Hematoxylin and eosin (H&E) and Masson's trichrome staining

Histological analyses were conducted on scar tissue samples from both groups. H&E staining was performed to observe cellular structures, while Masson's trichrome staining provided insights into collagen distribution. The experiments were performed according to the established protocols (18).

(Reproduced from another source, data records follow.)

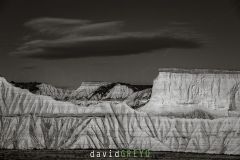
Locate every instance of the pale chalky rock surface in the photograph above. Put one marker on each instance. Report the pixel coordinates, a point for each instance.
(182, 89)
(29, 121)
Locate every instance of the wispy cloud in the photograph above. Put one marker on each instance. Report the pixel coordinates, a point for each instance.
(83, 38)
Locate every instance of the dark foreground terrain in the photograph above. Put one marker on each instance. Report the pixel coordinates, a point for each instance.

Briefly, slides were placed in staining can and deparaffinized by immersion in three sequential baths of absolute xylene for 4 min each. This was followed by a series of ethanol washes at concentrations of 100, 100, 95, 90 and 70%, with each wash lasting 4 min. Subsequently, the slides were rinsed under running tap water for 2 min. They were then stained with hematoxylin (cat. no. C0105, Beyotime) for 2 min, followed by another 2-min rinse under tap water. To decolorize, the slides were briefly dipped into 1% acid alcohol three times and rinsed again for 2 min. After decolorization, the slides were immersed in 2% potassium acetate for 3 min and rinsed once more for 2 min. The staining process was completed by submerging the slides in eosin for 2 min, followed by a final 2-min wash under running tap water. All of the aforementioned procedures were carried out at room temperature. The slides were then air-dried for 24 h at 38°C. Prior to observation, the slides were dipped in absolute xylene for 1 min and permanently mounted with a cover slip using DPX mounting medium (cat. no. MM1410; Shanghai Maokang Biotechnology Co., Ltd.).

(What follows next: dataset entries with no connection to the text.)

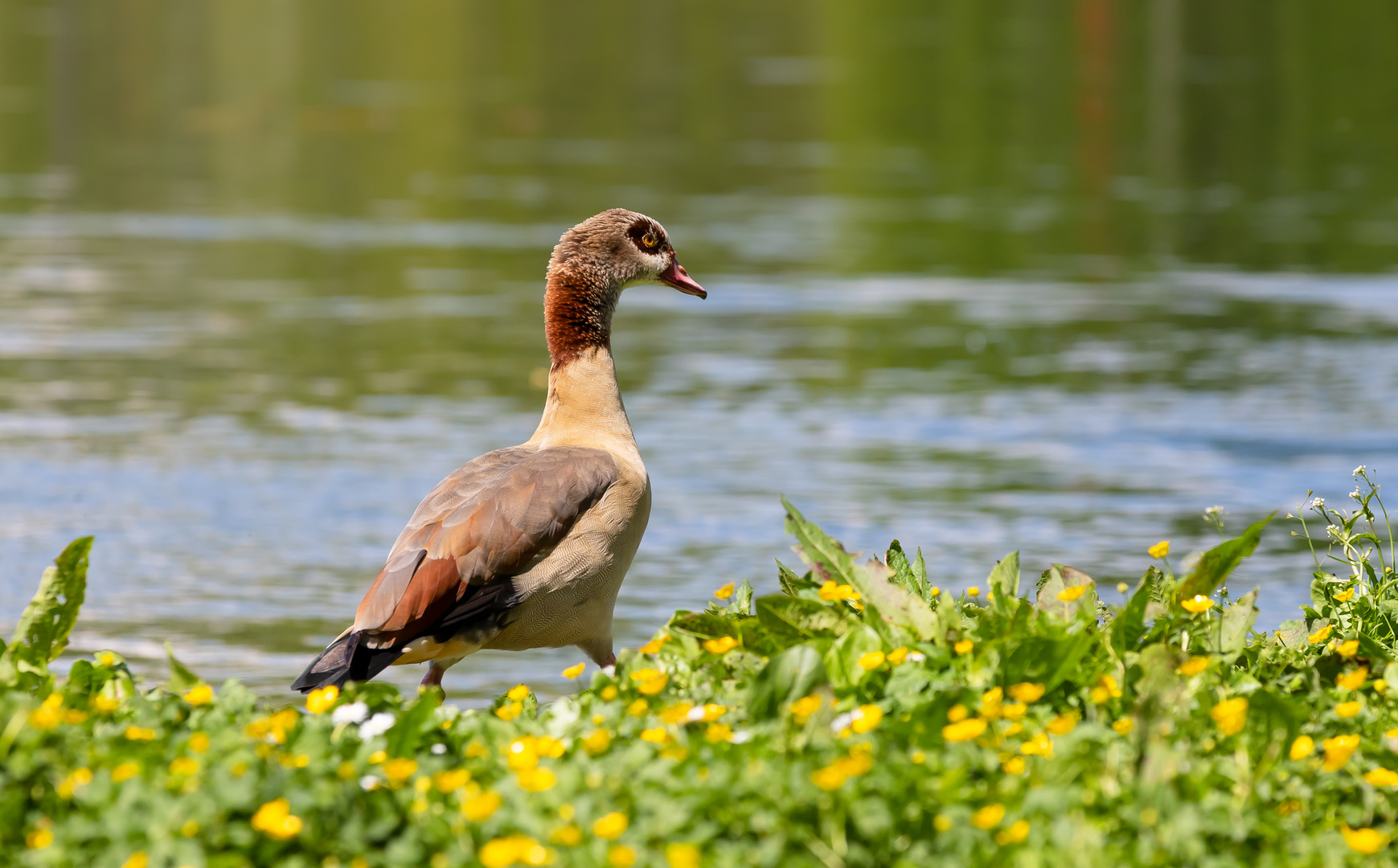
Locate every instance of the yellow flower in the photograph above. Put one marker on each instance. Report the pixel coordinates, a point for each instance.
(989, 817)
(683, 856)
(653, 646)
(568, 835)
(1027, 692)
(1017, 833)
(1193, 665)
(319, 702)
(866, 718)
(1339, 751)
(1197, 603)
(503, 852)
(274, 820)
(399, 771)
(1365, 841)
(1350, 709)
(450, 780)
(804, 707)
(873, 660)
(830, 592)
(183, 765)
(611, 826)
(722, 645)
(482, 807)
(125, 771)
(1231, 714)
(964, 730)
(1039, 745)
(535, 780)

Slides were deparaffinized in staining cans using three 4-min immersions in absolute xylene, followed by a descending ethanol series from 100–70% in 5% decrements, each for 4 min. They were then submerged in 60°C Bouin's solution (cat. no. HT101128; Merck KGaA) for 45 min and rinsed until clear under running tap water. Nuclei were differentiated with 8 min in modified Weigert's hematoxylin, then rinsed for 2 min. Cytoplasm and erythrocytes were stained with acid fuchsin (cat. no. HT15; Merck KGaA) for 5 min, rinsed for 2 min, treated with phosphomolybdic acid (cat. no. 51429-74-4; Merck KGaA) for 10 min, then stained with methyl blue (cat. no. 28983-56-4; Merck KGaA) for 5 min and rinsed. The slides were treated with 1% acetic acid for 1 min, dehydrated in an alcohol series from 100–70%, each for 1 min, dipped in xylene for 1 min and mounted with a cover slip using DPX (Shanghai Maokang Biotechnology Co., Ltd.). All of the aforementioned procedures were carried out at room temperature.